According to The Sunday Times Rich List in 2019, Simon has a net worth of £1 billion.

== Personal life ==

He married Kate Simon in 1977 and was married to her for 23 years. The couple divorced in 2000.

Simon had previously dated actress Jane Seymour in the mid 1970s. They dated following a photo shoot in India shortly after Seymour filmed the 1973 Bond film Live and Let Die, but the relationship did not last. Simon has six children, of whom 4 are with Kate Simon his first wife (George, Jessica, Zara, and Camilla) and 2 children who were born after his first marriage had ended, are with two much younger Russian women.

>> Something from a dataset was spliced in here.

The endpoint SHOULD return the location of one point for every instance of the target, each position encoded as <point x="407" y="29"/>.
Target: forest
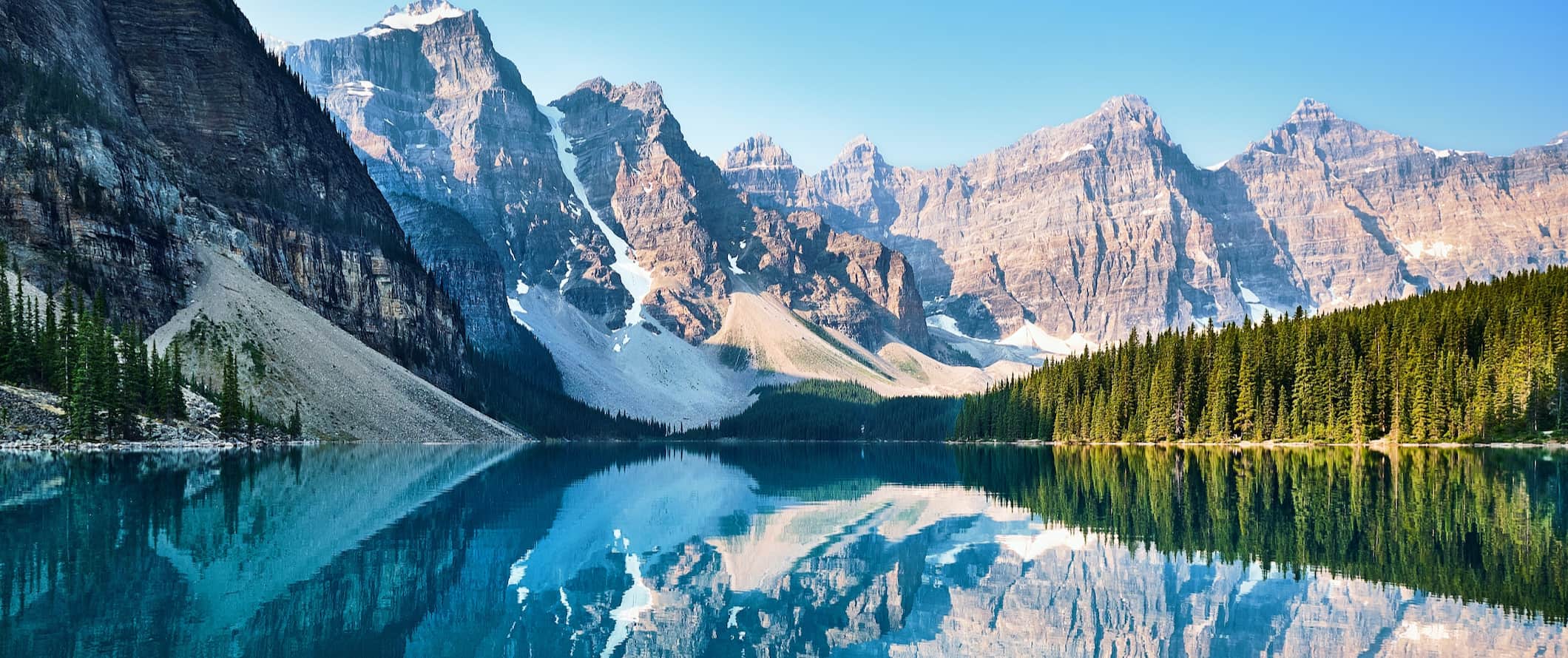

On 30 September 2017, his son George Simon, a property developer, was killed after his Porsche Turbo 911 left the road and collided into a tree at North Marden, near Chichester. Simon was left devastated by the death of his eldest son. George was just 32 years old at the time.

A contemporary art collector, he is a trustee of the Tate Gallery. He started the Monsoon Art Collection in 2000.

In 2015, it was reported that he was planning to knock five homes into one in Chelsea, London, which was met with local dissent.

In 2023, at the age of 77, Simon celebrated 50 years of fashion with Monsoon, as reported in the Guardian. where in celebration of its 50 years, he created a Monsoon pop-up vintage shop down the road from Monsoon's original Portobello Road market store.